Young, who previously worked as a computer support specialist for Flathead County from 1989 to 1993, returned this month to take over as pastor of Church of the Nazarene in Columbia Falls.
Born in San Francisco, Young came to the Flathead originally in 1972 at age 22 to teach guitar and work at a cafe in Bigfork. She's come a long way since then.
Young, 60, assumed the pastorship after the church's last permanent pastor left a year ago. She has been the associate pastor of a Nazarene church in Victor for the past three years.
Prior to that, Young had never thought about being a pastor. She said she came to know the Lord Jesus on a personal level in 1984.
"God miraculously changed my life," she said. "It was a year of miracles.
"God dealt with a lot of angers in my life. ... I was so excited about God and the faith. The whole year was like, ‘Wow'! I realized God cared about us as individuals."
Young was working for a software company in Missoula in 2007 when the company let everyone go and shut its doors.

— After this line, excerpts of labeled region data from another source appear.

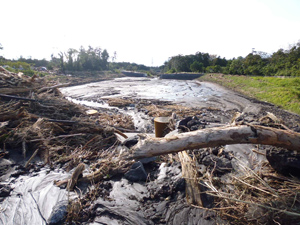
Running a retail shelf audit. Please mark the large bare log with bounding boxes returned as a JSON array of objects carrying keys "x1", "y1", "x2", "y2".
[
  {"x1": 129, "y1": 125, "x2": 300, "y2": 158},
  {"x1": 0, "y1": 94, "x2": 36, "y2": 102},
  {"x1": 37, "y1": 83, "x2": 70, "y2": 94}
]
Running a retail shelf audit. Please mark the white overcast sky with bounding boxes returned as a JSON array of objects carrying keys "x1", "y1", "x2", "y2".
[{"x1": 0, "y1": 0, "x2": 300, "y2": 66}]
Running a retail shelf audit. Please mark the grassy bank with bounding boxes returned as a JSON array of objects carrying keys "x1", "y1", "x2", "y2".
[{"x1": 199, "y1": 74, "x2": 300, "y2": 114}]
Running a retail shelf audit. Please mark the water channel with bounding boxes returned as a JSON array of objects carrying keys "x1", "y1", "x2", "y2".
[{"x1": 0, "y1": 77, "x2": 259, "y2": 225}]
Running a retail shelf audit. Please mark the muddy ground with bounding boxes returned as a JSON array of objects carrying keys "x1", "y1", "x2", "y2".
[{"x1": 0, "y1": 71, "x2": 300, "y2": 224}]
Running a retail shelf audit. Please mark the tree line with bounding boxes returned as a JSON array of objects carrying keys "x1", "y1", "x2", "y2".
[
  {"x1": 163, "y1": 42, "x2": 300, "y2": 76},
  {"x1": 0, "y1": 42, "x2": 300, "y2": 76}
]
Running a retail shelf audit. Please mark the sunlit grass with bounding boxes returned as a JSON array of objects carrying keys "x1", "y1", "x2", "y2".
[{"x1": 200, "y1": 74, "x2": 300, "y2": 114}]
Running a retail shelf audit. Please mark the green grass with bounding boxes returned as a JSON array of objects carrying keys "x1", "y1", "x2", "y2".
[{"x1": 199, "y1": 74, "x2": 300, "y2": 114}]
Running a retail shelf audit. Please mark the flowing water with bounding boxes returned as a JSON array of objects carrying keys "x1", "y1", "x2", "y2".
[{"x1": 0, "y1": 77, "x2": 259, "y2": 225}]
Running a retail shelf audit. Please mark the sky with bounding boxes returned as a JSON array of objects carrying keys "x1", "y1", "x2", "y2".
[{"x1": 0, "y1": 0, "x2": 300, "y2": 66}]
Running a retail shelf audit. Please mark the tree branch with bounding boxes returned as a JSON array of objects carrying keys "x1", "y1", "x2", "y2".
[{"x1": 129, "y1": 125, "x2": 300, "y2": 158}]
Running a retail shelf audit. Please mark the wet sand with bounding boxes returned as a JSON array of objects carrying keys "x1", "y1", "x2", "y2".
[{"x1": 0, "y1": 77, "x2": 298, "y2": 225}]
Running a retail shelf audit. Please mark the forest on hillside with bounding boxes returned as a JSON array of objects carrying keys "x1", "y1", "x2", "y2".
[
  {"x1": 0, "y1": 41, "x2": 300, "y2": 77},
  {"x1": 164, "y1": 42, "x2": 300, "y2": 76}
]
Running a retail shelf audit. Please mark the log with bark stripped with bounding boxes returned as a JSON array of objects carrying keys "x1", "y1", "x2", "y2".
[{"x1": 128, "y1": 124, "x2": 300, "y2": 158}]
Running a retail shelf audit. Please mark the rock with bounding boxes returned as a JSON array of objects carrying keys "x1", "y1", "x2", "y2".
[
  {"x1": 47, "y1": 200, "x2": 68, "y2": 225},
  {"x1": 178, "y1": 116, "x2": 193, "y2": 127},
  {"x1": 125, "y1": 161, "x2": 148, "y2": 182},
  {"x1": 266, "y1": 147, "x2": 300, "y2": 177},
  {"x1": 123, "y1": 136, "x2": 139, "y2": 148}
]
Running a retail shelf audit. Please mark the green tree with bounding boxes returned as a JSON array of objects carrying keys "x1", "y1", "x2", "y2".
[
  {"x1": 101, "y1": 49, "x2": 109, "y2": 69},
  {"x1": 229, "y1": 56, "x2": 244, "y2": 75},
  {"x1": 190, "y1": 61, "x2": 203, "y2": 72}
]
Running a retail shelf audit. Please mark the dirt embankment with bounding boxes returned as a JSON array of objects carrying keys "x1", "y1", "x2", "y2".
[{"x1": 0, "y1": 71, "x2": 300, "y2": 224}]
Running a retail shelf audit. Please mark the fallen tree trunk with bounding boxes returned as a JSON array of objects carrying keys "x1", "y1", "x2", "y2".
[
  {"x1": 37, "y1": 83, "x2": 70, "y2": 94},
  {"x1": 129, "y1": 125, "x2": 300, "y2": 158}
]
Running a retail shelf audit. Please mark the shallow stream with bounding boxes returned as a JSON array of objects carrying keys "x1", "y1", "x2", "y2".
[{"x1": 0, "y1": 77, "x2": 259, "y2": 225}]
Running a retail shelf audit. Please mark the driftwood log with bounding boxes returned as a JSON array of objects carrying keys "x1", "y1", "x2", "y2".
[
  {"x1": 128, "y1": 124, "x2": 300, "y2": 159},
  {"x1": 37, "y1": 83, "x2": 70, "y2": 94}
]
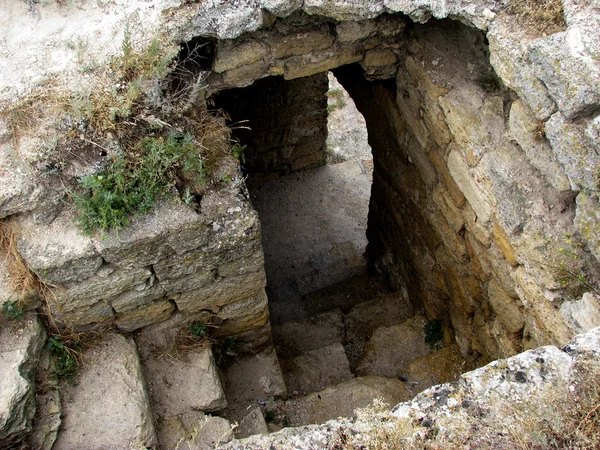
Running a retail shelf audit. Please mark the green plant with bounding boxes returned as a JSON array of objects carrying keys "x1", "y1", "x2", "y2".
[
  {"x1": 423, "y1": 320, "x2": 444, "y2": 350},
  {"x1": 327, "y1": 89, "x2": 346, "y2": 113},
  {"x1": 505, "y1": 0, "x2": 567, "y2": 35},
  {"x1": 72, "y1": 132, "x2": 204, "y2": 234},
  {"x1": 2, "y1": 300, "x2": 23, "y2": 320},
  {"x1": 231, "y1": 144, "x2": 248, "y2": 163},
  {"x1": 47, "y1": 334, "x2": 80, "y2": 378},
  {"x1": 188, "y1": 322, "x2": 207, "y2": 338}
]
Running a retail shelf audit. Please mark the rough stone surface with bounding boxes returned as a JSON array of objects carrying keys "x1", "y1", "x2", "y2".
[
  {"x1": 223, "y1": 345, "x2": 287, "y2": 422},
  {"x1": 53, "y1": 333, "x2": 156, "y2": 449},
  {"x1": 531, "y1": 29, "x2": 600, "y2": 120},
  {"x1": 356, "y1": 316, "x2": 431, "y2": 377},
  {"x1": 280, "y1": 344, "x2": 352, "y2": 393},
  {"x1": 280, "y1": 376, "x2": 411, "y2": 426},
  {"x1": 273, "y1": 309, "x2": 344, "y2": 358},
  {"x1": 0, "y1": 315, "x2": 46, "y2": 448}
]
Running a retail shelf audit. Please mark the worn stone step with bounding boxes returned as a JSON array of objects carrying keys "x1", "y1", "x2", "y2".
[
  {"x1": 344, "y1": 291, "x2": 415, "y2": 370},
  {"x1": 280, "y1": 343, "x2": 352, "y2": 395},
  {"x1": 273, "y1": 309, "x2": 344, "y2": 358},
  {"x1": 53, "y1": 333, "x2": 156, "y2": 450},
  {"x1": 356, "y1": 316, "x2": 432, "y2": 378},
  {"x1": 0, "y1": 314, "x2": 46, "y2": 448},
  {"x1": 273, "y1": 376, "x2": 412, "y2": 426},
  {"x1": 403, "y1": 344, "x2": 476, "y2": 394},
  {"x1": 302, "y1": 273, "x2": 387, "y2": 316},
  {"x1": 221, "y1": 346, "x2": 287, "y2": 423}
]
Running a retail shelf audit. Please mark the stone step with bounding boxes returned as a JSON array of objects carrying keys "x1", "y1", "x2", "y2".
[
  {"x1": 53, "y1": 332, "x2": 156, "y2": 450},
  {"x1": 272, "y1": 309, "x2": 345, "y2": 359},
  {"x1": 221, "y1": 346, "x2": 287, "y2": 423},
  {"x1": 356, "y1": 316, "x2": 432, "y2": 378},
  {"x1": 271, "y1": 376, "x2": 412, "y2": 426},
  {"x1": 302, "y1": 273, "x2": 387, "y2": 316},
  {"x1": 344, "y1": 291, "x2": 415, "y2": 371},
  {"x1": 404, "y1": 344, "x2": 477, "y2": 395},
  {"x1": 280, "y1": 343, "x2": 352, "y2": 395}
]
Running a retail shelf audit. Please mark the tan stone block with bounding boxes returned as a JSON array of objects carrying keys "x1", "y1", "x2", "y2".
[
  {"x1": 445, "y1": 267, "x2": 476, "y2": 315},
  {"x1": 361, "y1": 49, "x2": 398, "y2": 67},
  {"x1": 488, "y1": 280, "x2": 525, "y2": 333},
  {"x1": 465, "y1": 232, "x2": 492, "y2": 282},
  {"x1": 433, "y1": 184, "x2": 465, "y2": 233},
  {"x1": 462, "y1": 203, "x2": 492, "y2": 248},
  {"x1": 492, "y1": 223, "x2": 519, "y2": 267},
  {"x1": 429, "y1": 151, "x2": 467, "y2": 208},
  {"x1": 270, "y1": 30, "x2": 335, "y2": 59},
  {"x1": 513, "y1": 266, "x2": 573, "y2": 347},
  {"x1": 447, "y1": 148, "x2": 492, "y2": 223},
  {"x1": 174, "y1": 270, "x2": 266, "y2": 315},
  {"x1": 116, "y1": 300, "x2": 175, "y2": 332},
  {"x1": 212, "y1": 40, "x2": 266, "y2": 73},
  {"x1": 223, "y1": 61, "x2": 269, "y2": 88},
  {"x1": 283, "y1": 48, "x2": 363, "y2": 80}
]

She didn't know what she was going to do, but her pastor, John Capen, asked her to be the church's associate pastor.
"It was a real shock. It [being a pastor] had never occurred to me," she said, noting that she had thought about being a missionary and made two two-week trips to St. Petersburg, Russia, in 1996 and 1997 with evangelical nondenominational mission groups. Prior to becoming an associate pastor, she was giving home Bible studies and "just really wanting to share my faith with people," she said.
Recently, Young felt "it was time to step out" and submitted her two-weeks' notice to the Victor church in May. The next day the door opened to fill in temporarily at the Columbia Falls church. "I've been filling in since the middle of June," she said. "It all kind of fell into place ever so gradually."
Young, who's living in a basement apartment below the church at 172 Pine St. in Columbia Falls, plays guitar for services in addition to teaching or preaching for a small congregation of around 20 people.
She shared how she lived "some pretty wild years" during a five-year stint in Seattle. "I had tried to find help in all of the ‘normal' directions of drinking, drugs and sex." During this time she gave birth to a daughter, now 34. Today she also has a 3-year-old granddaughter.
As far as the future, "I just go from day to day. I just really have a desire to encourage people in their faith that God can help them and wants to."